A recent client was referred to us by a benefits advisor because the employee’s son had an urgent need for healthcare services that were not available.
The employee’s son is 15 years of age. He has a very severe mental health condition that requires specialized grief counselling and adolescent psychological support services. He has had 4 hospital admissions. Once released, the hospitals have handed the boy back to the GP with no follow up care.
WHEN PUBLIC HEALTHCARE SERVICES ARE NOT AVAILABLE:
The public system is failing this young fellow. He requires specialized services that are available as private pay services. The mother who recently lost her partner is not able to pay the $3,000 required for these services.
THE EMPLOYEE’S EXISTING BENEFITS PLAN:
We looked at the mother’s benefits plan:
$300 per Plan Year(s) for Chiropractor
$300 per Plan Year(s) for Osteopath
$300 per Plan Year(s) for Podiatrist/Chiropodist
$300 per Plan Year(s) for Massage Therapist
$300 per Plan Year(s) for Naturopath
$300 per Plan Year(s) for Speech Therapist
$1,000 per Plan Year(s) for Physiotherapist
$300 per Plan Year(s) for Psychologist
$300 per Plan Year(s) for Acupuncturist
The total annual allocation for this employee is $3400. Unfortunately, the benefits are in categories that will likely never be used.
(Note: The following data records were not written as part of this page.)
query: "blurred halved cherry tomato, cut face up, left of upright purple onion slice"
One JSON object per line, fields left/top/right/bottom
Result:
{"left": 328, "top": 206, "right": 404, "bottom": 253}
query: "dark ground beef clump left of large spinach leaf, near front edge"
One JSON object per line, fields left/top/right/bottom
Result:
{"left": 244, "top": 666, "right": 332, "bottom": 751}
And $300 for psychological care will not do the job.
Our suggestion to the employer and the benefits consulting firm was to re-allocate $3000 of the total annual benefit of $3400 for the grief counselling and adolescent psychological services.
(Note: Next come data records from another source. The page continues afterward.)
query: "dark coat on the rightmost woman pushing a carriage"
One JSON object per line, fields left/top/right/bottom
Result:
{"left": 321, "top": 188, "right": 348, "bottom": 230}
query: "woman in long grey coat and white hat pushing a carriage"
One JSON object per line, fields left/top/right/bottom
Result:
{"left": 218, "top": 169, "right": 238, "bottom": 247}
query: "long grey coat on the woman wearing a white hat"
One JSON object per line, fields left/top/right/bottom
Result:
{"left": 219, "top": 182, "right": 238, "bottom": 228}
IMPORTANT CHANGES TO BENEFIT PLAN DESIGN:
Advisors could suggest to clients that there be another category added to the design called “catastrophic care”.
If the public system can not supply the required services, and that is becoming an issue with increased rationing of services, then the funding that has already been committed by the employer could be available to the employee to pay for these necessary services outside of the formal categories in the plan.
The number of catastrophic cases approved per year will likely be below 1% of employees. The catastrophic cases would require prior medical adjudication and would follow evidence based guidelines and best practices. A third party medical adjudication firm such as Rupert Case Management could provide the medical adjudication services and implement the treatment plans.
It is clear that current benefit plan designs can be improved by advisors by adding more flexibility and a new category called catastrophic care. The benefits plans could be changed to reflect the real needs of employees in an era of rationing and rationalization of healthcare services.